DeepInsightTab2Image

DeepInsight Tab2Image coder: Improvement in performance and easy to integrate this coder. A simple way of converting tabular data to images for convolutional neural networks (CNNs). Additions of new functions (such as blurring technique) increase the classification accuracy of a CNN model used. One line function to convert tabular data to image samples using:

[XTrain,model] = deepinsightTab2Img(data,options);

See details by typing help deepinsightTab2Img in Matlab console.

To convert test or validation data use X = deepinsightConv(data,model), where model is generated from deepinsightTab2Img function.

New updates in this package are:

Package is redesigned to simplyfy the usage.
A number of projection methods are included: tsne,umap,kpca,pca and lda (a supervised method).
New blurring technique is included.

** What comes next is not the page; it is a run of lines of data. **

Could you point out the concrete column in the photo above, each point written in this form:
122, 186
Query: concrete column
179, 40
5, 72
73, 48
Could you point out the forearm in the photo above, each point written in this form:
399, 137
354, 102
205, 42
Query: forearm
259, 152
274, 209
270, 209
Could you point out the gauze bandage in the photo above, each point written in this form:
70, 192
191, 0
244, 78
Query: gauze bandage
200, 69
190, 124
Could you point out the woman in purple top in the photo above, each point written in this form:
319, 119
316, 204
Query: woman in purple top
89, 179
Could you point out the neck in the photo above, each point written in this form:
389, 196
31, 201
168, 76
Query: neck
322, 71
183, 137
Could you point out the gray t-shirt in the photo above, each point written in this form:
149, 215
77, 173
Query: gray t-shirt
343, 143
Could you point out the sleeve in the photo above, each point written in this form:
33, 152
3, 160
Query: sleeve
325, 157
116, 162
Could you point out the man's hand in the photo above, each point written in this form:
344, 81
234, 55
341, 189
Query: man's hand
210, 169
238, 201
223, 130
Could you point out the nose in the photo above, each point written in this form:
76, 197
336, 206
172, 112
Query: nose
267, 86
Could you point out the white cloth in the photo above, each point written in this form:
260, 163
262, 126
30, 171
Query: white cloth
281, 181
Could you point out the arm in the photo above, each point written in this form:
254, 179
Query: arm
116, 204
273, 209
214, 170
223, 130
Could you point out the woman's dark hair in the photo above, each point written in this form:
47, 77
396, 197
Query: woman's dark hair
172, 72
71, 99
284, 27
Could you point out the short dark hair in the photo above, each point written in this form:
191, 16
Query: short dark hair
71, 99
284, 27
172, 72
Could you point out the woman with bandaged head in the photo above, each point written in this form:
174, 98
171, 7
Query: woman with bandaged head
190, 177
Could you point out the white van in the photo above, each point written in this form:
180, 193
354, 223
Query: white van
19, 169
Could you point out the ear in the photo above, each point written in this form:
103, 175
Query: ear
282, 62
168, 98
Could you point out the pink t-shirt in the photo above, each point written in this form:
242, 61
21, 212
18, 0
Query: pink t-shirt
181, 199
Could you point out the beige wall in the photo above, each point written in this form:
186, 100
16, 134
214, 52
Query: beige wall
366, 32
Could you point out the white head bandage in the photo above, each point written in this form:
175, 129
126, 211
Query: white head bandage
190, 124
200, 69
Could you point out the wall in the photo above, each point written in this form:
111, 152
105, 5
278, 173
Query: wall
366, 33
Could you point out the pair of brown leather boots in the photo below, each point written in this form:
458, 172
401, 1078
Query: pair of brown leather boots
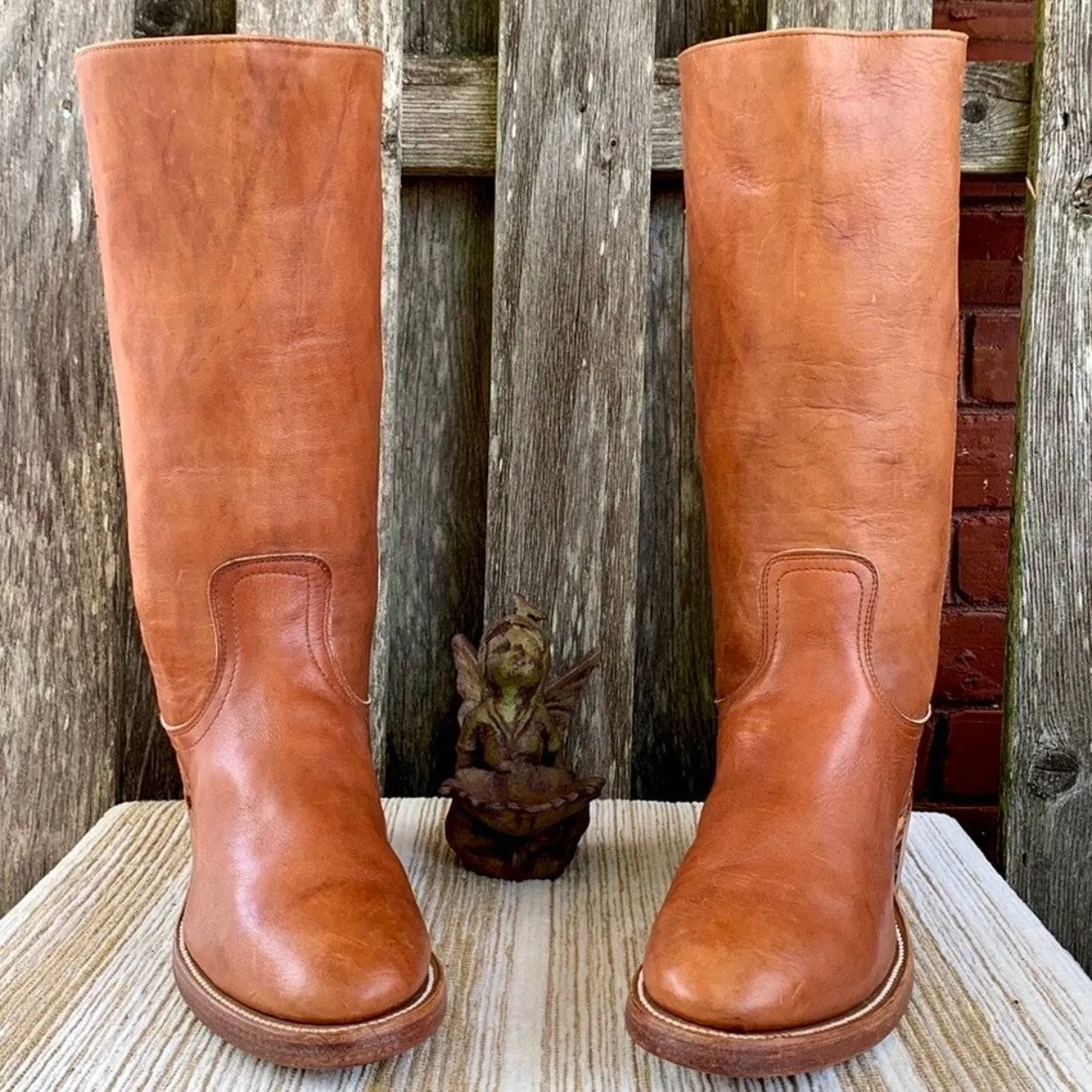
237, 184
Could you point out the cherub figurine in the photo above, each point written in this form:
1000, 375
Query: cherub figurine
515, 812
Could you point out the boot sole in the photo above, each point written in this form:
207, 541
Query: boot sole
310, 1046
775, 1052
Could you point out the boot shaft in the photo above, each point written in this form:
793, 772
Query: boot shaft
822, 201
237, 190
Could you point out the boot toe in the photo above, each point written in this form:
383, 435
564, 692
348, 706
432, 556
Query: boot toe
347, 979
758, 968
718, 987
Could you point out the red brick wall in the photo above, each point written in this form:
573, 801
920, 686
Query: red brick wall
959, 766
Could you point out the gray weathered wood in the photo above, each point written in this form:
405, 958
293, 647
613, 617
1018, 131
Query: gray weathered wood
437, 455
673, 717
681, 23
438, 430
569, 276
996, 111
537, 973
996, 116
158, 18
449, 116
377, 23
1047, 784
147, 767
64, 668
851, 14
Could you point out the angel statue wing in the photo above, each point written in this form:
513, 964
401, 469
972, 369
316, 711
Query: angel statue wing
564, 693
470, 681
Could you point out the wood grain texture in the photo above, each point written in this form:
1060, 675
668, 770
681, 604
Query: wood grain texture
570, 258
673, 717
66, 668
438, 430
449, 115
159, 18
537, 972
1047, 782
437, 455
377, 23
681, 23
851, 14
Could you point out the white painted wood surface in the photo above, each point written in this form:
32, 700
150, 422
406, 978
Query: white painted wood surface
537, 972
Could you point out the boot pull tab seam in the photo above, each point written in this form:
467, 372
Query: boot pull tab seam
235, 571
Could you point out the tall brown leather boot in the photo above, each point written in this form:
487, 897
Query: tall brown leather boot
239, 215
822, 198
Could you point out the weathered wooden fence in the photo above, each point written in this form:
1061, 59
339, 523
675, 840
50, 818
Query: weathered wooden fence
537, 423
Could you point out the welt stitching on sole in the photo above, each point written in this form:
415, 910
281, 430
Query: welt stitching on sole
427, 991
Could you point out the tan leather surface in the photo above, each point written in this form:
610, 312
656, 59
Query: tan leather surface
239, 215
821, 199
231, 177
821, 174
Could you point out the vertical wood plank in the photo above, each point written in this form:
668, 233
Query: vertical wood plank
161, 18
851, 14
1047, 784
377, 23
63, 664
438, 434
573, 168
673, 716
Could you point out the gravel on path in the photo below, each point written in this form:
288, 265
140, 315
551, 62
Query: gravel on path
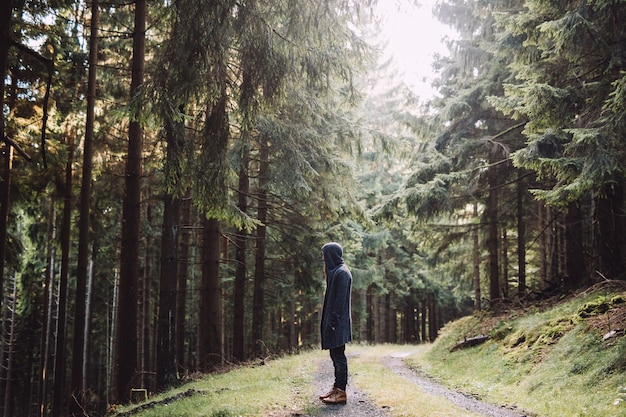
396, 364
361, 405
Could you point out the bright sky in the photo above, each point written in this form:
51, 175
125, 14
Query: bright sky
415, 36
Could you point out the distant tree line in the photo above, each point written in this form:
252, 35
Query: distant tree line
170, 171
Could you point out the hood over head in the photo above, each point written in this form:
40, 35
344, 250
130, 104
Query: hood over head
333, 255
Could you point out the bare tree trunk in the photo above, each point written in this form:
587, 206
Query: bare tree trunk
543, 263
5, 193
258, 301
521, 238
58, 391
476, 261
241, 268
166, 329
126, 340
492, 240
76, 385
504, 264
575, 266
610, 214
8, 389
145, 347
209, 323
181, 289
6, 12
46, 334
166, 341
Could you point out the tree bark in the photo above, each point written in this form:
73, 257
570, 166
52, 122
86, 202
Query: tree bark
209, 335
181, 289
46, 334
258, 298
492, 240
59, 385
521, 238
78, 355
476, 261
610, 212
126, 341
166, 340
6, 13
575, 266
240, 259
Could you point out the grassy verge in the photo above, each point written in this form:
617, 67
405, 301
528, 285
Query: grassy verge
551, 362
392, 392
275, 389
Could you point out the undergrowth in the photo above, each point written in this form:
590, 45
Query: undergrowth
551, 360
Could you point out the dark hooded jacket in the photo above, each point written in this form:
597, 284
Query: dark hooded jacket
336, 325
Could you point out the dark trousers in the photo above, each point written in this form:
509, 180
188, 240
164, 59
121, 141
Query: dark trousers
340, 362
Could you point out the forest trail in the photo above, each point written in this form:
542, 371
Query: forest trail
361, 405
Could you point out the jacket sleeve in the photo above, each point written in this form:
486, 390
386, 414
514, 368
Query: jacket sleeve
338, 307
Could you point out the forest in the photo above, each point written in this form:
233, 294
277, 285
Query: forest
171, 169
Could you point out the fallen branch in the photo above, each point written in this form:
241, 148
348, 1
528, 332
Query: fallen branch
472, 341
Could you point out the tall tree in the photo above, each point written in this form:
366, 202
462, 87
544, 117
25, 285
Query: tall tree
78, 354
126, 341
569, 86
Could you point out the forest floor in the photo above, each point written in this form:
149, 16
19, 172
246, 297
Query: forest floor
361, 405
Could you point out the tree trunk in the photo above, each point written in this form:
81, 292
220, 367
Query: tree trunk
575, 266
492, 240
542, 238
8, 389
181, 289
46, 334
504, 263
240, 260
58, 392
166, 328
126, 341
209, 335
166, 341
258, 301
610, 213
5, 194
6, 12
476, 261
521, 238
77, 388
145, 347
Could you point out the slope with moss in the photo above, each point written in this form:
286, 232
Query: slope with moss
563, 357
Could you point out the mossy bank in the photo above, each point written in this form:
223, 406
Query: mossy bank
564, 357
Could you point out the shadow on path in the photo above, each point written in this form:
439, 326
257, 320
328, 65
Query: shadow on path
468, 402
359, 404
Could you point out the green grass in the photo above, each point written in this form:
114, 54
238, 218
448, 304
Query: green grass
546, 362
280, 386
398, 396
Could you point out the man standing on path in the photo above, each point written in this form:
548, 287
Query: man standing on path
336, 325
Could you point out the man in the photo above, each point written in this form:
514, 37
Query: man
336, 325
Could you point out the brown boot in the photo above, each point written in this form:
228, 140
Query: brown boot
328, 394
338, 397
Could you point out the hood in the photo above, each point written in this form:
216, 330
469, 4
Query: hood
333, 255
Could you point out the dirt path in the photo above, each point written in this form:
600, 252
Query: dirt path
397, 365
361, 405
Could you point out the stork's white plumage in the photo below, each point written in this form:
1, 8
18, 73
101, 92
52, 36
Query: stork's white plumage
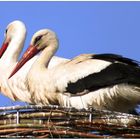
103, 81
16, 88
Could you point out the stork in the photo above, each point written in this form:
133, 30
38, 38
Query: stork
102, 81
15, 88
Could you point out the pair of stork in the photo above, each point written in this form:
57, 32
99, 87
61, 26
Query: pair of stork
101, 81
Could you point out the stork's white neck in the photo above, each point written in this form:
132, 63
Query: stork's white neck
44, 58
14, 49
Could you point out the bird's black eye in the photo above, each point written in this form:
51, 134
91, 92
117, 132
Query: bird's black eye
37, 39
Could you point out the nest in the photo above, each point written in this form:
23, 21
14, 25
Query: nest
36, 121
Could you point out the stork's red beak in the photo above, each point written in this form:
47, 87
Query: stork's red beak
30, 52
4, 47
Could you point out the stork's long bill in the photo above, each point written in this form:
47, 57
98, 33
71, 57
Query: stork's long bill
29, 53
4, 47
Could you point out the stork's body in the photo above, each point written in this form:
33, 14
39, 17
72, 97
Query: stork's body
16, 88
104, 81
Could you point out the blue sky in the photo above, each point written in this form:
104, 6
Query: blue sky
82, 27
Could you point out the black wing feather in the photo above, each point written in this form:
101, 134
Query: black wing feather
125, 72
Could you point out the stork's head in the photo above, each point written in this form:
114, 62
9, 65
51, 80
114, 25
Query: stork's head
15, 29
40, 40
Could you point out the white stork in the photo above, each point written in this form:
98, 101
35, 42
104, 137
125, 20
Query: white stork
103, 81
16, 88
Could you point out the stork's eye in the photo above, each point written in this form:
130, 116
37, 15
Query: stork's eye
37, 39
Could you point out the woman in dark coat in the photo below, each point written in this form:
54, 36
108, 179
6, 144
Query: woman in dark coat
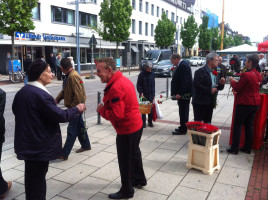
4, 186
247, 103
37, 131
146, 88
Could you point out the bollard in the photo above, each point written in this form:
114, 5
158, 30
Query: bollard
99, 118
167, 88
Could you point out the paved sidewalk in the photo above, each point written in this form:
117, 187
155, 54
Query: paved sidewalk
94, 174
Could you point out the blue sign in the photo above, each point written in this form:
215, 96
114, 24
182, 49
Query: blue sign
118, 63
16, 65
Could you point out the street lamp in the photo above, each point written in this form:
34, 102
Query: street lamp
77, 20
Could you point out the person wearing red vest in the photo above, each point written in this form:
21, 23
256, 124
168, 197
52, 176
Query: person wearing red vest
120, 106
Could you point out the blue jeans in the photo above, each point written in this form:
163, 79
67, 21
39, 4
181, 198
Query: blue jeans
75, 128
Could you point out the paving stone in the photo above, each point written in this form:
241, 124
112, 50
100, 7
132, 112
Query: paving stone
163, 183
224, 192
234, 176
75, 174
184, 193
100, 159
197, 180
109, 172
85, 189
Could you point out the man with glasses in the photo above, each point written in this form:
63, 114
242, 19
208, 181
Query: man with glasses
207, 83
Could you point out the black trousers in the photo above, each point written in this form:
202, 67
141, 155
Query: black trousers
130, 161
244, 115
35, 179
3, 183
184, 107
203, 113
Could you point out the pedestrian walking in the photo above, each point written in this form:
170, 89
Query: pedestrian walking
73, 93
120, 106
247, 102
181, 90
207, 83
5, 186
146, 89
37, 131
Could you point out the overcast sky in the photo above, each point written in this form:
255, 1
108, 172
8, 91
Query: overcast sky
248, 17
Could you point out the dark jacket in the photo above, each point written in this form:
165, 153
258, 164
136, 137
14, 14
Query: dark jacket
121, 106
37, 130
2, 119
203, 85
247, 88
146, 85
182, 81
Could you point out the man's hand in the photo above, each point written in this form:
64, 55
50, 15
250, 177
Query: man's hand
214, 90
81, 107
99, 107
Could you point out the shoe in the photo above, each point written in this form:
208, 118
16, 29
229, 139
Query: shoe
82, 150
151, 125
120, 195
9, 185
63, 158
178, 133
248, 151
229, 150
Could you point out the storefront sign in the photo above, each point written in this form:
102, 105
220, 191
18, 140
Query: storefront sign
33, 36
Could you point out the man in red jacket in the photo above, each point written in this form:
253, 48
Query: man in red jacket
122, 109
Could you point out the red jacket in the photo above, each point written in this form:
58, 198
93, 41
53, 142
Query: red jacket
121, 106
247, 88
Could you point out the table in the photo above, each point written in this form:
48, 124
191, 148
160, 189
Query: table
259, 124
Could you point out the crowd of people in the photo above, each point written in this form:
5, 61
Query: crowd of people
38, 137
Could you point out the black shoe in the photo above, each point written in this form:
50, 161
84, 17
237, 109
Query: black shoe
151, 125
178, 133
120, 195
248, 151
229, 150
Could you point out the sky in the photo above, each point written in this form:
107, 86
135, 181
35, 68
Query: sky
248, 17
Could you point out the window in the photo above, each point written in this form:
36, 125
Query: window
134, 4
152, 30
88, 19
62, 15
133, 26
36, 12
140, 27
140, 5
147, 7
152, 9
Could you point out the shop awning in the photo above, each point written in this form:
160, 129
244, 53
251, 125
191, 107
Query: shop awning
134, 48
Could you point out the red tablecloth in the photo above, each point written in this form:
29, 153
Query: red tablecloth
259, 124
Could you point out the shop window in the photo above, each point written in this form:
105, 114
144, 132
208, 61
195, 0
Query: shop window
62, 15
36, 12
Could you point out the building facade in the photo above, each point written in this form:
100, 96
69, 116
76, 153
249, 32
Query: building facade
55, 32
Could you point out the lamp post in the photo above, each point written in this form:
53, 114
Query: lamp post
77, 22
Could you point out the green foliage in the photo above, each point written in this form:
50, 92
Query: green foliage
15, 15
216, 39
164, 32
116, 18
205, 34
189, 32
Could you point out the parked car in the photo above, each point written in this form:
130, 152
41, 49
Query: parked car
195, 60
164, 68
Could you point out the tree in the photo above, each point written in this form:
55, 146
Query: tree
164, 32
216, 39
115, 16
16, 15
205, 34
189, 32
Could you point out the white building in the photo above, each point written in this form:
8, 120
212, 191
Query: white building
56, 31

This technique populate nearby pixels of characteristic pixels. This technique has shown to improve the classification performance of CNN model significantly.
Conversion of a d x n matrix or a d x n x layers matrix (3D) is possible. Multi-omics data or multi-layered data can be converted to colored images.
For multi-layered data (d x n x layers), projection of data using a particular layer (e.g. layer-1) is possible. This will find pixel locations based on layer-1, and the elements of other layers (e.g. layer-2 and layer-3) are mapped to these pixel locations.
Continuing from above (4), it is possible to simultaneously use all the layers to find pixel locations. Thereafter, the elements of all the layers are mapped to the common pixel locations.
Augmentation of data is possible.

DeepInsightTab2Image tested on:

OS: Linux Ubuntu 20.04; Matlab version: 2022a; GPU A100 (2 parallel);

Download and Install

Download Matlab package DeepInsightTab2Image from the link above. Store it in your working directory and quick check if the codes are working properly:

>> data=rand(5,10);
>> [XTrain,model] = deepinsightTab2Img(data);
%following message will be displayed
NORM-2
Layer-1 data used for Cart2Pixel
tSNE with exact algorithm is used
Distance: euclidean
Pixels: 224 x 224

>> Xtest = deepinsightConv(rand(5,1),model);
%following message will be shown
NORM-2

The testing is successful if no errors are reported by executing the above two functions

Clear the Workspace and Load the example dataset omics.mat (data size is 8.2M):

>>  clear all;
>>  load omics.mat
% data = 5062 x 230 x 3 single
% Labels = 230 x 1 categorical

The above omics.mat data is a multi-layered data with 5062 dimension, 230 samples and 3 layers: d=5062; n=230; layers=3.

Set aside some samples

>>  rng('default');
>>  inx = randperm(size(data,2));
>>  inx = inx(1:10);
>>  dataXts = data(:,inx,:); % 5062 x 10 x 3 single
>>  data(:,inx,:) = [];      % 5062 x 220 x 3 single
>>  LabelsXts = Labels(inx); % 10 x 1 categorical
>>  Labels(inx) = [];        % 220 x 1 categorical

Execute Tab2Img function on data

>>  [XTrain, model] = deepinsightTab2Img(data);
% This will convert data to images (XTrain) using default parameters
% XTrain = 224 x 224 x 3 x 220 (4-D uint8)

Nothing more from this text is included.